QSARtuna: an automated QSAR modelling platform for molecular property prediction in drug design

Lewis Mervin,Alexey Voronov,Mikhail Kabeshov,Ola Engkvist
DOI: https://doi.org/10.26434/chemrxiv-2024-2rlk7-v2
2024-03-27
Abstract:Machine-learning (ML) and Deep-Learning (DL) approaches to predict the molecular properties of small molecules are increasingly deployed within the design-make-test-analyse (DMTA) drug design cycle to predict molecular properties of interest. Despite this uptake, there are only a few automated packages to aid their development and deployment that also support uncertainty estimation, model explainability and other key aspects of model usage. This represents a key unmet need within the field and the large number of molecular representations and algorithms (and associated parameters) means it is non-trivial to robustly optimise, evaluate, reproduce, and deploy models. Here we present QSARtuna, a molecule property prediction modelling pipeline, written in Python and utilising the Optuna, Scikit-learn, RDKit and ChemProp packages, which enables the efficient and automated comparison between molecular representations and machine learning models. The platform was developed considering the increasingly important aspect of model uncertainty quantification and explainability by design. We provide details for our framework and provide illustrative examples to demonstrate the capability of the software when applied to simple molecular property, reaction/reactivity prediction and DNA encoded library enrichment analyses.
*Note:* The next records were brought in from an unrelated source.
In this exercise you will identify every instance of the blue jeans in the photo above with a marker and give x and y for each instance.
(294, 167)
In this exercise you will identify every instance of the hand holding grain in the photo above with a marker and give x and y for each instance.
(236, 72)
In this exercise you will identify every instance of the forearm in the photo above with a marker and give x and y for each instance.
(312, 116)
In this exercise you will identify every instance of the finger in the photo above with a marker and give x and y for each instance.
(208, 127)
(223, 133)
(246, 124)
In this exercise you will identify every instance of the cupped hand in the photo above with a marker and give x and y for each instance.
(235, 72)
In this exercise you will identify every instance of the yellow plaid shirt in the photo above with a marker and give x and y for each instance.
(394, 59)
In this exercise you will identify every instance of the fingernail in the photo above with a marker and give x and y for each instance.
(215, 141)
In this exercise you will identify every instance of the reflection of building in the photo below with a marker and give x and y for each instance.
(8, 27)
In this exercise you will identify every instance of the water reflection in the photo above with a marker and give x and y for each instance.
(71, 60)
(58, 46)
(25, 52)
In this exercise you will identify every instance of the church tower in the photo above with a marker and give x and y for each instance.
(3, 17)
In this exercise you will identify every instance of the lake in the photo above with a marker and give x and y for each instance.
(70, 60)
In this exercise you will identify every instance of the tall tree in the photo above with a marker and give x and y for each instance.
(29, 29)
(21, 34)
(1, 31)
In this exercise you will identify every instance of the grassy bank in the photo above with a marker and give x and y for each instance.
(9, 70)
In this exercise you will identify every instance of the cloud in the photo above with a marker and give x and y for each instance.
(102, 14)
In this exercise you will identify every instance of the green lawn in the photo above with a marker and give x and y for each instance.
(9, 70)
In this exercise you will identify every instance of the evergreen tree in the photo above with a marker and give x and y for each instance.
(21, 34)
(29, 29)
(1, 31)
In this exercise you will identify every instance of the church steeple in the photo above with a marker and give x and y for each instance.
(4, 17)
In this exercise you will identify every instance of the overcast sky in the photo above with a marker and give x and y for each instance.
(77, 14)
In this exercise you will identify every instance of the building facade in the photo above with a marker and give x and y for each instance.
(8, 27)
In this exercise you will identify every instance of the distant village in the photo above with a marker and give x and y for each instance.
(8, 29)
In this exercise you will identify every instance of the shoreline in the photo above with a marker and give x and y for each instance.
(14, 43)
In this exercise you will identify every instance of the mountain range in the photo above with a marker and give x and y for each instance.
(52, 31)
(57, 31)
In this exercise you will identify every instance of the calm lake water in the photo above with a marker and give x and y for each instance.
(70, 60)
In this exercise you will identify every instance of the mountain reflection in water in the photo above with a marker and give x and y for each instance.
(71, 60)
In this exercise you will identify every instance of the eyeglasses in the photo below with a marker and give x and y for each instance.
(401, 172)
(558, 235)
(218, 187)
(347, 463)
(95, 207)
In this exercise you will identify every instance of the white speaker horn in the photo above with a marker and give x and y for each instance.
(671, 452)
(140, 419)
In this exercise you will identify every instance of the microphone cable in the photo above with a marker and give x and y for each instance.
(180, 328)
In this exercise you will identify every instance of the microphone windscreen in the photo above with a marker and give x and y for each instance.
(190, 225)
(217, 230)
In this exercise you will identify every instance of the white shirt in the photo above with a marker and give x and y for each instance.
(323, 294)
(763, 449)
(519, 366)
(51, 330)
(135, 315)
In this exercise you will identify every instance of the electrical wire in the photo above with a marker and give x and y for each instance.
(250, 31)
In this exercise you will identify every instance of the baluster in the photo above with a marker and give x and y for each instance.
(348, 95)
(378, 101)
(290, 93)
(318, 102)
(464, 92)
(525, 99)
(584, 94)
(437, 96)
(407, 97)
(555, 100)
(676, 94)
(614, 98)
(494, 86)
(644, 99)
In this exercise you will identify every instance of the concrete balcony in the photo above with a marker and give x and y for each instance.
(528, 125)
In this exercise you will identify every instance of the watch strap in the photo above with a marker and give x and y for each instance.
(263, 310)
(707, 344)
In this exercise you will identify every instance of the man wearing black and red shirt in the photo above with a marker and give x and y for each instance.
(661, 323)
We hope that the release of QSARtuna will further spur innovation in automatic ML modelling and provide a platform for education of best practises in molecular property modelling. The code to the Qptuna framework is made freely available via GitHub.
Chemistry
What problem does this paper attempt to address?
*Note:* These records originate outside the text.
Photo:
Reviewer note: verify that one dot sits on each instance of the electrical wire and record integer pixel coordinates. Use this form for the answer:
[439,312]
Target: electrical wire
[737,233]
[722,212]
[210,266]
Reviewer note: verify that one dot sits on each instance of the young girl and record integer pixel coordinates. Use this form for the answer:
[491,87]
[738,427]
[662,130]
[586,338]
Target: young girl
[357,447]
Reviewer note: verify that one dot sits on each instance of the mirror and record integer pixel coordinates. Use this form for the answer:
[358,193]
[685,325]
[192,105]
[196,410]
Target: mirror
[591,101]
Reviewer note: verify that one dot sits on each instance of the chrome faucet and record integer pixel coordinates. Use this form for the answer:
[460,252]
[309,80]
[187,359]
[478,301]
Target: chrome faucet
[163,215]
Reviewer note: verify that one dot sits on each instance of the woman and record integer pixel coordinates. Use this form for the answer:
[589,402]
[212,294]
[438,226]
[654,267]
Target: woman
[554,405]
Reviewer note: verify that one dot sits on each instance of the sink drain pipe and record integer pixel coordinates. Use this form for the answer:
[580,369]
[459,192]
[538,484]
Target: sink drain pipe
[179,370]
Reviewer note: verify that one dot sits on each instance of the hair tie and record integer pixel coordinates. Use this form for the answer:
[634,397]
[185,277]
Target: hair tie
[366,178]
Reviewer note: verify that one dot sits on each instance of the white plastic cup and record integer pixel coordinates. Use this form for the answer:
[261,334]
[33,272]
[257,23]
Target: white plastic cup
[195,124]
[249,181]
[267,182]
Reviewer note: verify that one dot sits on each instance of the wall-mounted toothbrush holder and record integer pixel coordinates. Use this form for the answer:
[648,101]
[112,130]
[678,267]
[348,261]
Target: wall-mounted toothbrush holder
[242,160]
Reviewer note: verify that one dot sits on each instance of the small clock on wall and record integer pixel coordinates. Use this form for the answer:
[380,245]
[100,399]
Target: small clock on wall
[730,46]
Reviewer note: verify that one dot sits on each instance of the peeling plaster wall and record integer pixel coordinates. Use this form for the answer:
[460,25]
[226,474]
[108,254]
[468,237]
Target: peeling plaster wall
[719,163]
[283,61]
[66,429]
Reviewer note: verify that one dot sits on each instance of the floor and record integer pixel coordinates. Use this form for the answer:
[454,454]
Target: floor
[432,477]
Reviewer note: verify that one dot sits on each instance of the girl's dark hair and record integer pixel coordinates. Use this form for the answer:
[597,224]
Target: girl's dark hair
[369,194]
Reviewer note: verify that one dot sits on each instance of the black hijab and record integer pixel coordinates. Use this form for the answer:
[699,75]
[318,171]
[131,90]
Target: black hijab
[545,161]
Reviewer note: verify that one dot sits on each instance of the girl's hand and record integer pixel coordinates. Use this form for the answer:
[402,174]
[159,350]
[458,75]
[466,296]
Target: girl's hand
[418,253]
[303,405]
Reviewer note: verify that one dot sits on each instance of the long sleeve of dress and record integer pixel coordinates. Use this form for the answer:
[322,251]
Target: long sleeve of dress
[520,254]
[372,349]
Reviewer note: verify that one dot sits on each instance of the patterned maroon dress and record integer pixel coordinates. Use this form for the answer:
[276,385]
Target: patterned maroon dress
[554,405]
This paper mainly addresses the lack of automated Quantitative Structure-Activity Relationship (QSAR) modeling platforms in drug design. Although existing methods have been widely applied to predict molecular properties, there are not many automated tools that support key features such as uncertainty estimation and model interpretability. QSARtuna is an open-source platform written in Python, utilizing libraries such as Optuna, Scikit-learn, RDKit, and ChemProp, to effectively compare different molecular representations and machine learning models. This platform specifically focuses on quantifying model uncertainty and interpretability in design, and provides examples for simple molecular property prediction, reaction activity prediction, and DNA encoding library enrichment analysis. QSARtuna aims to promote innovation in automated machine learning modeling and provide an educational platform for best practices in molecular property modeling. The code is publicly available on GitHub to facilitate further research and applications.